• March-April-May (MAM) long rains season weather outlook shows depressed rainfall is expected to worsen food security and nutrition in the ASAL areas.
• In addition, food prices are expected to rise further and accessibility to food is also expected to be poor.
Farmers have been urged to plant drought-resistant and early maturing crops in the coming planting season. This will cushion them against low production due to poor rains.
The Kenya Meteorological Department has warned of depressed rainfall over most parts of the country and this is likely to hurt agricultural production.
This is especially true over some of the breadbasket and high potential areas of Rift Valley and Southeastern lowlands.
They include Trans Nzoia, Uasin Gishu, Elgeyo Marakwet, West Pokot, Baringo, Nakuru, Narok, Nyandarua, Nyeri, Kirinyaga, Murang'a, Kiambu, Embu, Meru, Nairobi, Laikipia and Kajiado.
The 2023 March-April-May (MAM) long rains season weather outlook indicated that the expected depressed rainfall is expected to worsen food security and nutrition in the ASAL areas. This may also spread to other parts of the country.

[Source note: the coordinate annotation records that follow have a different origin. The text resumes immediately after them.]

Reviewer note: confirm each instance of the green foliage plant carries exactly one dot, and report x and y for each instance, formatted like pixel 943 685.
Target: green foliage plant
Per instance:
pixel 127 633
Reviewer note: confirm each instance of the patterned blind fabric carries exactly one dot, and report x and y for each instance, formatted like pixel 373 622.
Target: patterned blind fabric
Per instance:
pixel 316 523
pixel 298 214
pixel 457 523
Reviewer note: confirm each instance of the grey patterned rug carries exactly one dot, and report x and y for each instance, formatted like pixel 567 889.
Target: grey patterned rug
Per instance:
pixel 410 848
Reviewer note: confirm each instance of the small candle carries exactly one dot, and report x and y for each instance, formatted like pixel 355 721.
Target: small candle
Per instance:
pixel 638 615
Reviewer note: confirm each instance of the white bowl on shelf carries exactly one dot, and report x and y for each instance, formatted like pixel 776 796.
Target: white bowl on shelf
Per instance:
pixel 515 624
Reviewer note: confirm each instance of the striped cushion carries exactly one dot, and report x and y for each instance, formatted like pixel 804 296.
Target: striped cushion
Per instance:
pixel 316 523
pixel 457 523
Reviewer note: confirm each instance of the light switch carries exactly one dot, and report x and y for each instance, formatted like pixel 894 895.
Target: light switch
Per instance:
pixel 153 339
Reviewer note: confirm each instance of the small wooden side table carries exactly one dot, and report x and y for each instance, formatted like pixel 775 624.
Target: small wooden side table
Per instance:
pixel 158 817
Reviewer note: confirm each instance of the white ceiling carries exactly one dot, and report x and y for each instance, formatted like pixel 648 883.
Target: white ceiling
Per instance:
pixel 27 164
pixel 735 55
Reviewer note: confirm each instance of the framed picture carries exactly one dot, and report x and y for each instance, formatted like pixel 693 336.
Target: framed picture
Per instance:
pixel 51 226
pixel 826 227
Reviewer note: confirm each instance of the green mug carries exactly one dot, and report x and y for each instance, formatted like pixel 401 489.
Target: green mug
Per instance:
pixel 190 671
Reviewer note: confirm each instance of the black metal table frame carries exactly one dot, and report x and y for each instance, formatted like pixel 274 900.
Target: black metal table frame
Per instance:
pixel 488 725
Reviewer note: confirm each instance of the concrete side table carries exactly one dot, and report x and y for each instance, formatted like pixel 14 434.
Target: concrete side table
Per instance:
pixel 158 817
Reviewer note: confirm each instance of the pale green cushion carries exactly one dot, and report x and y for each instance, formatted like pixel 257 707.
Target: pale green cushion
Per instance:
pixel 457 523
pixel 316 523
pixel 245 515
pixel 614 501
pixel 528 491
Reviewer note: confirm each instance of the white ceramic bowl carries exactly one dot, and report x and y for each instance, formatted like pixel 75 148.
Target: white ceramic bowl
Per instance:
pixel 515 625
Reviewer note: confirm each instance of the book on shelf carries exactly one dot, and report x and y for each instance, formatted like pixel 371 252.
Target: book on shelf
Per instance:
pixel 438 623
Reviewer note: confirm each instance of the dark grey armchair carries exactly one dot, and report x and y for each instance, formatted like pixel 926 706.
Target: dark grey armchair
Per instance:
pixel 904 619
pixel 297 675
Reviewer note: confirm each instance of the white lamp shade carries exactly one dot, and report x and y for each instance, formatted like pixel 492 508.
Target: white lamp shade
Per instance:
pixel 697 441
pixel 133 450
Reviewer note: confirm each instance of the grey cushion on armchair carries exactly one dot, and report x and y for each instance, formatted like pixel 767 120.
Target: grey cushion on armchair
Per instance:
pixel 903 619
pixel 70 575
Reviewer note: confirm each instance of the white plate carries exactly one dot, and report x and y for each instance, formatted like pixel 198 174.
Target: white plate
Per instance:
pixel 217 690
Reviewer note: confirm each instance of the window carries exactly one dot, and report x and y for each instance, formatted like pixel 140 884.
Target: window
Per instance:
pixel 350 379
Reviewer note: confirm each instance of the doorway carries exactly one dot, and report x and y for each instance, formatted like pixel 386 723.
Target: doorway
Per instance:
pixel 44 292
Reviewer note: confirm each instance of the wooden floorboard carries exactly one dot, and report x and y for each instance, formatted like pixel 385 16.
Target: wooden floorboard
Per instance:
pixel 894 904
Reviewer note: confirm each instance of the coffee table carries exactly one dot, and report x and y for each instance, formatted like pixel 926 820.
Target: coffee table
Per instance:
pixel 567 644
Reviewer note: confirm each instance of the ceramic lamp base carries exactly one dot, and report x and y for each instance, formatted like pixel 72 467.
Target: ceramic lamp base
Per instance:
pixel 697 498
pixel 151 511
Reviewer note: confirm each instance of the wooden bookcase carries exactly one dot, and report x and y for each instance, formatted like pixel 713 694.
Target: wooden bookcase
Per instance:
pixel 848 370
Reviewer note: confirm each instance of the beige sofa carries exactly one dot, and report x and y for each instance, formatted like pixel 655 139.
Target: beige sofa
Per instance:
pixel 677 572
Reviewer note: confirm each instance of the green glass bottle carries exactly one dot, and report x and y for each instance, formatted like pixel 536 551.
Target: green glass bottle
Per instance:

In addition, food prices are expected to rise further and accessibility to food is also expected to be poor.
David Gikungu the MET director advised farmers to plant drought-resistant and early maturing crops, fodder and pasture. He said farmers should liaise with the Ministry of Agriculture and Livestock Development for advice on land use management practices.
Gikungu further advised authorities and humanitarian institutions to closely monitor the situation and provide food and food supplements to the most vulnerable communities to avert loss of lives.
“The projected low rainfall combined with above-average temperatures may have a negative impact on pasture regeneration, particularly in ASAL areas. Thus, recovery from the effects of the current drought is unlikely over most areas. Consequently, the existing pasture and browsing area scarcity as well as poor animal body condition might persist,” he said.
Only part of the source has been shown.